Se acordó de la máquina que las gafas habían eliminado de su campo de visión. Quizás si se las quitara y pudiera ver a la aparición como realmente era…
—Déjate las gafas puestas. Eso también forma parte del trato.
Dio un paso adelante. Estaba claro que no tenía elección.
—Muy bien. Ahora dame el casco.
Otro paso, y luego otro más. El Capitán la esperaba con las manos en los costados y la animaba con la mirada.
—Entiendo que tengas miedo —dijo—. De eso se trata. Si no estuvieses asustada, no sería una demostración de confianza, ¿no?
—Tan solo me pregunto qué obtiene con esto.
—Confío en que no me dejes tirado. Ahora dame el casco. Antoinette se lo tendió delante de ella, tanto como pudo alargar los brazos, y el Capitán lo alcanzó. Las gafas fallaron un instante, de forma que pudo ver un movimiento de la máquina cuando se movieron sus brazos. Sus dedos enguantados se cerraron alrededor del casco. Oyó el ruido del metal. El Capitán retrocedió un paso.

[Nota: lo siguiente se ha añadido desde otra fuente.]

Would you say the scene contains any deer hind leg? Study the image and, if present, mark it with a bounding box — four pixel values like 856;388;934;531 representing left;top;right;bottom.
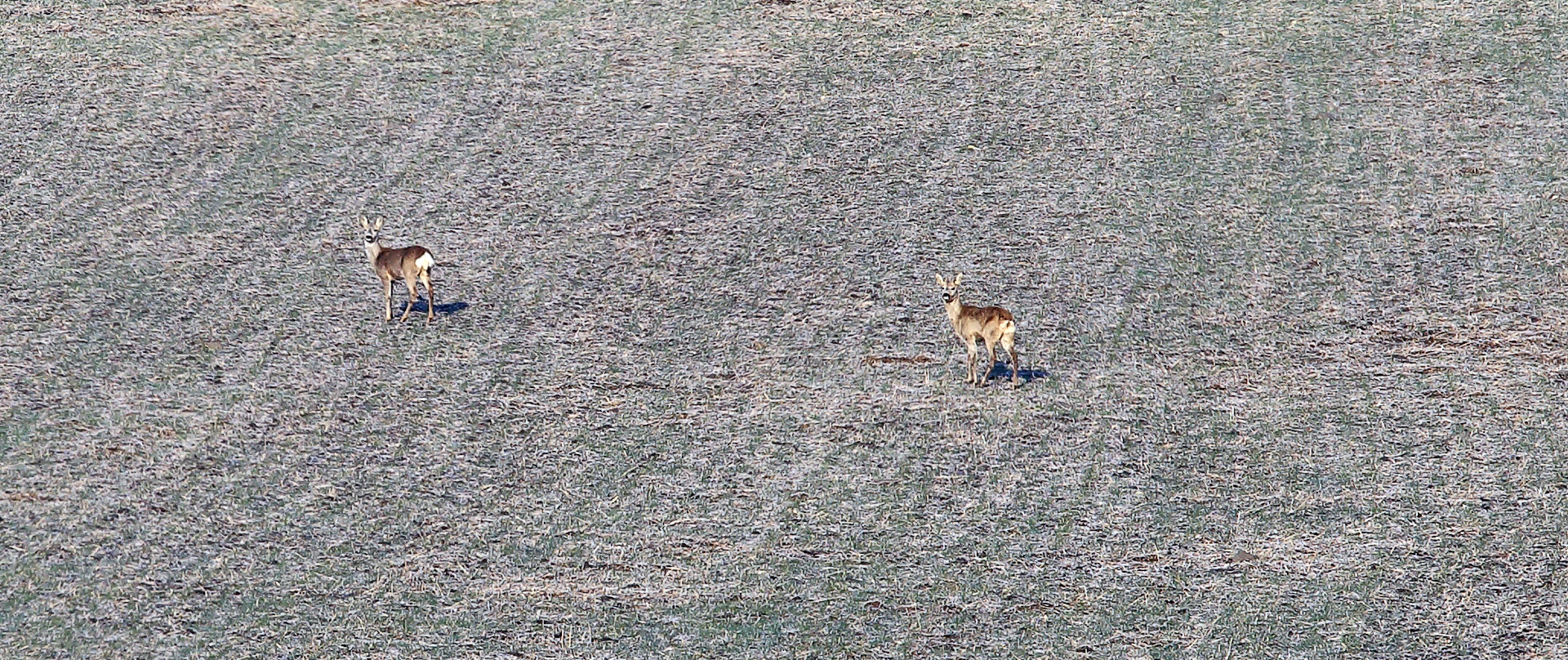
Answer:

—Bueno —dijo con aprobación. Hizo girar el casco en sus manos, inspeccionando cualquier signo de desgaste. Antoinette observó que tenía un enchufe redondo a un lado en el que poder insertar el cordón umbilical rojo.
—Gracias por traérmelo hasta aquí. El gesto es de agradecer.
—Se lo dejó a Palfrey. No fue un olvido, ¿verdad?
—Supongo que no. ¿Cómo lo llamaste?, ¿una tarjeta de visita? No vas desencaminada, supongo.
—Lo interpreté como una señal de que quería hablar con alguien.
—Parecías muy ansiosa por hablar conmigo —dijo.
—Lo estamos, lo estamos. —Miró a la aparición con una mezcla de miedo y peligroso alivio seductor—. ¿Puedo preguntarle algo? —Interpretó su silencio como un sí—. ¿Cómo debo llamarle? «Capitán» no me parece adecuado, ahora que hemos superado lo de la confianza mutua.
—Es justo —concedió sin sonar demasiado convencido—. Puedes llamarme John.
—Entonces, John, ¿qué he hecho yo para merecer esto? No ha sido solo por traerte el casco, ¿verdad?
—Como ya he dicho, parecías ansiosa por hablar. Antoinette se agachó para recoger su linterna.
—Llevo años intentando contactar contigo sin ningún éxito. ¿Qué ha cambiado ahora?
—Ahora me siento diferente —dijo.
—¿Cómo si hubieras estado dormido y por fin te despertases?
—Es más bien como si necesitase estar despierto precisamente ahora. ¿Responde eso a tu pregunta?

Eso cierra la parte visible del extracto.